Rektor UIN Raden Intan, Prof. H. Wan Jamaluddin Z, menampik keraguan itu. Ia menegaskan bahwa kampus hijau ini terus berkembang, dengan delapan fakultas plus pascasarjana S2 dan S3. Ia memamerkan deretan capaian: delapan tahun berturut-turut menjadi kampus PTKIN paling hijau versi UI GreenMetric, terbaik nasional dalam THE Impact Rankings 2025, dan memiliki 47 guru besar per September ini.
“Tambahan fakultas baru adalah investasi jangka panjang. Modal akademik kami cukup kuat,” ujarnya.
Namun, pengalaman banyak PTKIN menunjukkan ekspansi fakultas sering kali lebih cepat ketimbang kesiapan infrastruktur dan kurikulum. Fakultas baru berisiko hanya menambah deret administrasi tanpa daya dorong signifikan pada kualitas lulusan.
Pertanyaan lain yang menggantung, apakah orientasi keilmuan ini akan memperkuat posisi UIN RIL sebagai kampus Islam yang unggul, atau justru terjebak dalam tren “universalisasi” tanpa distingsi keislaman yang jelas?

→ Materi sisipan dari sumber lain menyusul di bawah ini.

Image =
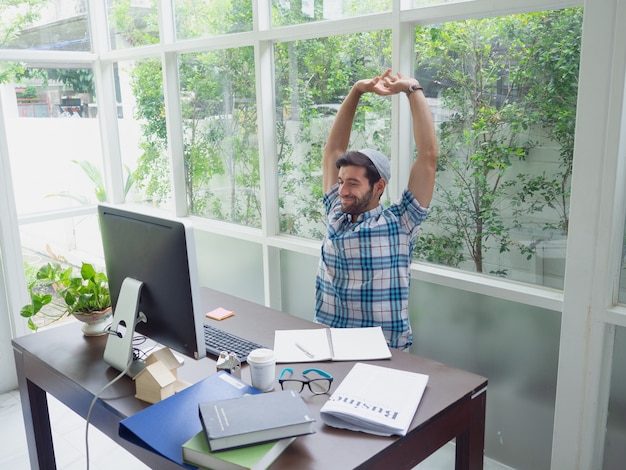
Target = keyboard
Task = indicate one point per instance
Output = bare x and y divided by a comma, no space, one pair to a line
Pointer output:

Di luar euforia peresmian, UIN RIL kini berdiri di persimpangan penting, menjawab kebutuhan zaman dengan ilmu modern, namun tetap menjaga akar keislaman yang menjadi identitas. Bila tak cermat, fakultas baru ini bisa menjadi monumen ambisi semata-megahnya dalam peresmian, tapi sulit terukur dalam dampaknya.